Verstört schloß ich im Hof mein Rad auf. Dann fuhr ich in die Schönhauser zurück, wo ich den Jungen weinend vorfand. Er stand ganz verloren da, noch nur halb angezogen, hatte mich, als er erwachte, in der ganzen Wohnung gesucht. Auch Katanga war nicht hiergewesen, ich ließ doch mein Kind nicht alleine zurück! Und hatte es offenbar doch getan.
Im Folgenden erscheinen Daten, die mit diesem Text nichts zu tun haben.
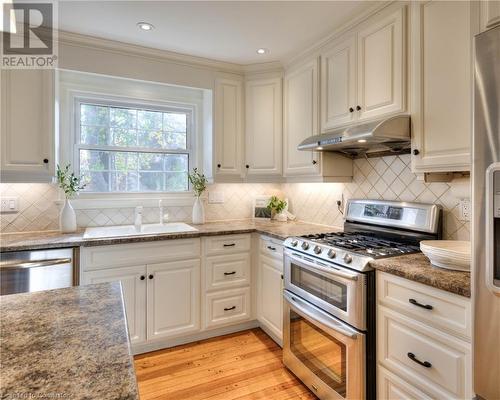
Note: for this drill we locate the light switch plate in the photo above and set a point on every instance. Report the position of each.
(464, 210)
(215, 197)
(9, 204)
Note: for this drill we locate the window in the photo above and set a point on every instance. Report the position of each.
(133, 149)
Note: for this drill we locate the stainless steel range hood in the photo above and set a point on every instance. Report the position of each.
(388, 135)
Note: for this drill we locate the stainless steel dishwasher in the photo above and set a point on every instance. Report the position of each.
(32, 271)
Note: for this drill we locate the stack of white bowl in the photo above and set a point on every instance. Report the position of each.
(448, 254)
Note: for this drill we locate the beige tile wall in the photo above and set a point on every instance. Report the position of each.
(388, 178)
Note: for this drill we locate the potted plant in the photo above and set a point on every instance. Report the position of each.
(199, 184)
(278, 208)
(70, 185)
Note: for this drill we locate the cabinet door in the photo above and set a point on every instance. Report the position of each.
(27, 125)
(270, 307)
(173, 298)
(381, 67)
(228, 128)
(442, 86)
(301, 119)
(134, 295)
(490, 14)
(338, 85)
(263, 132)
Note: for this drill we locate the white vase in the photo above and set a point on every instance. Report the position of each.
(67, 218)
(198, 212)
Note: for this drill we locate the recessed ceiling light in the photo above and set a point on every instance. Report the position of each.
(145, 26)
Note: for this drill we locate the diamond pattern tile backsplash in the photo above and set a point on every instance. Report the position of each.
(387, 178)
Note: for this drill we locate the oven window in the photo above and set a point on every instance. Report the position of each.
(320, 353)
(334, 293)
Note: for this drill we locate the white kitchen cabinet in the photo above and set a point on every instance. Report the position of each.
(301, 119)
(173, 299)
(381, 67)
(134, 282)
(364, 72)
(338, 82)
(228, 137)
(269, 295)
(422, 352)
(490, 13)
(442, 85)
(263, 127)
(270, 287)
(28, 126)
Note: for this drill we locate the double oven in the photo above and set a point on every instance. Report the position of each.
(329, 327)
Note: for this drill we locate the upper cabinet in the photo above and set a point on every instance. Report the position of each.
(381, 67)
(301, 119)
(442, 85)
(263, 127)
(228, 136)
(363, 74)
(28, 129)
(490, 14)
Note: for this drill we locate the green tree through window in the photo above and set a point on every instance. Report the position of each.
(125, 149)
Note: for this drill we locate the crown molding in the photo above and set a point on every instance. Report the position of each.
(314, 48)
(79, 40)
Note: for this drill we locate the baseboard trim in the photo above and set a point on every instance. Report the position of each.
(171, 342)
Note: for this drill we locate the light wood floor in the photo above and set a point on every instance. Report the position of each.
(243, 365)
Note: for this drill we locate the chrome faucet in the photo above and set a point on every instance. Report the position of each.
(138, 218)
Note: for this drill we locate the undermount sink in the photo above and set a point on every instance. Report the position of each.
(129, 230)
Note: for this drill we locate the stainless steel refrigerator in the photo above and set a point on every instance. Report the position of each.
(486, 215)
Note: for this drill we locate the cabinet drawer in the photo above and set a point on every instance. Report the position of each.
(392, 387)
(226, 244)
(227, 271)
(227, 307)
(405, 345)
(120, 255)
(450, 312)
(271, 247)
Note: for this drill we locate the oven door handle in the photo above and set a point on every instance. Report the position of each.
(319, 316)
(318, 267)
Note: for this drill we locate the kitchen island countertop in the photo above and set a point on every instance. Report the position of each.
(67, 343)
(417, 268)
(54, 239)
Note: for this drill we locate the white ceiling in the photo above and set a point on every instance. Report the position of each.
(229, 31)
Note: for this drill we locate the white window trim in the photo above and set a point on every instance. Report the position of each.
(139, 198)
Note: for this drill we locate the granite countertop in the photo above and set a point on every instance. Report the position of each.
(417, 267)
(66, 343)
(51, 239)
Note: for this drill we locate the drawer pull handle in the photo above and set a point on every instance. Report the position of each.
(425, 364)
(416, 303)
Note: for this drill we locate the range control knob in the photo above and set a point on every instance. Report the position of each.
(331, 253)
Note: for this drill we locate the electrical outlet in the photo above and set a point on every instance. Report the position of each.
(215, 197)
(9, 204)
(465, 210)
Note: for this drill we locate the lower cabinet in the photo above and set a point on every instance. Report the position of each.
(161, 300)
(270, 288)
(173, 299)
(134, 284)
(417, 357)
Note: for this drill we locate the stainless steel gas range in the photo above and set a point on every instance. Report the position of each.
(329, 296)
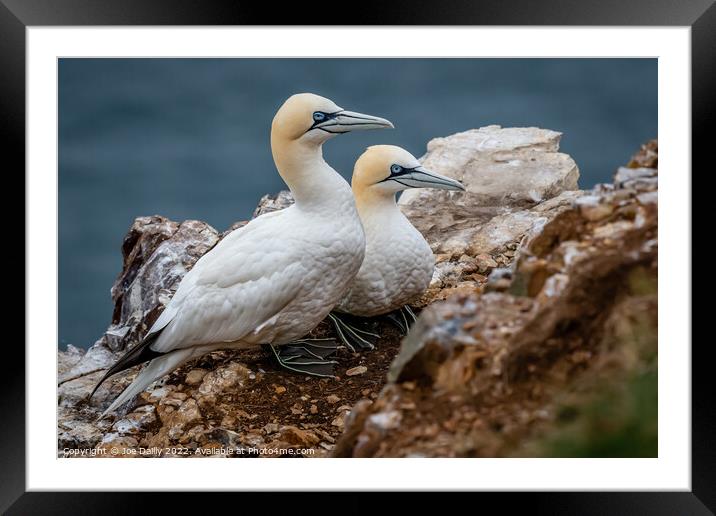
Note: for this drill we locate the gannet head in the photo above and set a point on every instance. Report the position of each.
(314, 119)
(389, 169)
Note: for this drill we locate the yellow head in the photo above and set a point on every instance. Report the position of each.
(387, 169)
(311, 118)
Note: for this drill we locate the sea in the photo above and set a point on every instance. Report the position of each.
(189, 138)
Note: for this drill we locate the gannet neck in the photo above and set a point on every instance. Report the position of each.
(375, 203)
(301, 165)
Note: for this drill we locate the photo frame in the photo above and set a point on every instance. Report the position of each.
(17, 16)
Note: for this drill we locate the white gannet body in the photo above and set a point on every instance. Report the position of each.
(398, 262)
(274, 279)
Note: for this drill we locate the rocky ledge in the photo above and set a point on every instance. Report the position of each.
(537, 335)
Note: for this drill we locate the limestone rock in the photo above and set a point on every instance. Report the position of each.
(573, 328)
(503, 170)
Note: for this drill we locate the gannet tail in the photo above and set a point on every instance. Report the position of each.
(139, 354)
(152, 372)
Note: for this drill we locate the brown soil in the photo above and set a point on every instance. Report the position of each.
(308, 402)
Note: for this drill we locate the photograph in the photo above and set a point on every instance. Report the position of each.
(284, 257)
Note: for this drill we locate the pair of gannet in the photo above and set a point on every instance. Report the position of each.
(274, 279)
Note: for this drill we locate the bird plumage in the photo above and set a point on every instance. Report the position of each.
(399, 263)
(274, 279)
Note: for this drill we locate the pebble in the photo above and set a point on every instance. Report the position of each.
(195, 376)
(354, 371)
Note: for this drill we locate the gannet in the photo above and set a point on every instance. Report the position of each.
(274, 279)
(398, 263)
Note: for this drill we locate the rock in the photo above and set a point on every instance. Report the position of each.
(575, 327)
(354, 371)
(295, 436)
(506, 325)
(157, 253)
(503, 170)
(195, 376)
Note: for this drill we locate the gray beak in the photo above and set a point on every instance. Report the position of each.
(421, 178)
(346, 121)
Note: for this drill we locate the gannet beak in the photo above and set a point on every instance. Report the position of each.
(422, 178)
(346, 121)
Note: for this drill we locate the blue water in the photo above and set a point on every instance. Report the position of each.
(189, 138)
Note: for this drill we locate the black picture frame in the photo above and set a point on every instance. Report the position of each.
(17, 15)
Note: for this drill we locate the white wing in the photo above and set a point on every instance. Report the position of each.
(240, 285)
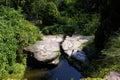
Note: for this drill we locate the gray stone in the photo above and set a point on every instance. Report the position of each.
(80, 56)
(47, 49)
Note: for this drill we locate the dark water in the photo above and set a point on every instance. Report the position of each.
(64, 71)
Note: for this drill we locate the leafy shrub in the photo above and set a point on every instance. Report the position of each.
(108, 60)
(65, 26)
(88, 23)
(15, 34)
(51, 14)
(112, 47)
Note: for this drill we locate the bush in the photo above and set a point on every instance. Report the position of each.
(51, 14)
(15, 34)
(88, 23)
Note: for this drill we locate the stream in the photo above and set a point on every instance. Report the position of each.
(63, 71)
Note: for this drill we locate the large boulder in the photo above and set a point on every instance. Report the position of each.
(47, 49)
(80, 56)
(72, 46)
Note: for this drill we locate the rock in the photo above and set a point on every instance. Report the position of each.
(80, 56)
(55, 61)
(45, 56)
(72, 46)
(114, 75)
(47, 49)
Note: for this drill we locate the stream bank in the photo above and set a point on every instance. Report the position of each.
(40, 60)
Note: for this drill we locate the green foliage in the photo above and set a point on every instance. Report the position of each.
(88, 23)
(51, 14)
(15, 34)
(108, 60)
(112, 48)
(37, 8)
(92, 79)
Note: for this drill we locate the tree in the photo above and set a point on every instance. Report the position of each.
(51, 14)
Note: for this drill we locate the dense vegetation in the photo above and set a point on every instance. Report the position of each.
(86, 17)
(15, 34)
Das scheuchte mich auf, machte mich schwindeln vor Schuld: ich hätte schwören können, daß der Junge bei seiner Mama gewesen war, daß heute weder Freitag vormittag noch Wochenende war, auch kein Montag. Nur deshalb war ich mit Deters vorhin doch weggegangen!
„Papa, wo bist du gewesen?“
Seine nasse Angst schüttelte des Kerlchen ein weiteres Mal.
„Adrianchen, entschuldigung, entschuldigung wirklich, ich wollte nur eben…“ – ja, was denn? – „…Brötchen kaufen.“
Aber ich hatte jetzt keine Brötchen dabei. Das merkte der Junge sofort.
„Papa, das darfst du nicht tun, du darfst mich nicht einfach so alleine lassen.“
„Aber du bist doch schon ein großer Junge, und du weißt doch, daß ich dann nur für ein paar Momente weg bin.“
„Das waren viele Momente, Paps.“
Ich nahm ihn in den Arm, fing zu scherzen an, aber mir war so schlecht. Ich dachte an Deters’ Arbeitswohnung, an Eidelbek und den Dämmstoff für Sprengsätze, sowie an eine mir hergestreckte Hand: lang so lang die Finger, die Nägel wie Krallen, hochelegant, aber tödlich und das so weiblich Gehauchte: „Hilf mir, Hans Deters, hilf mir jetzt.“
Ich trug einen Anzug, seltsamerweise; so ließ ich mich ausgesprochen vorsichtig diesen Kellerschacht hinuntergleiten. Selbstverständlich hatte ich keine Taschenlampe dabei.
Es roch leicht vergoren, erinnerte an Maische, was da von unten aus dem Dämmern heraufdrang und sich in Höhe des Bürgersteigs mit dem beißenden Geruch nasser Holzkohle mischte. Ich stand vorgebeugt still, schaute durch die Gitter noch einmal hinauf, schloß die Augen. Im Dunklen hört es sich mit geschlossenen Augen besser. Die Stille hatte etwas Unendliches; kaum zu glauben, daß ich mich soutterrain des Alexanderplatzes befand.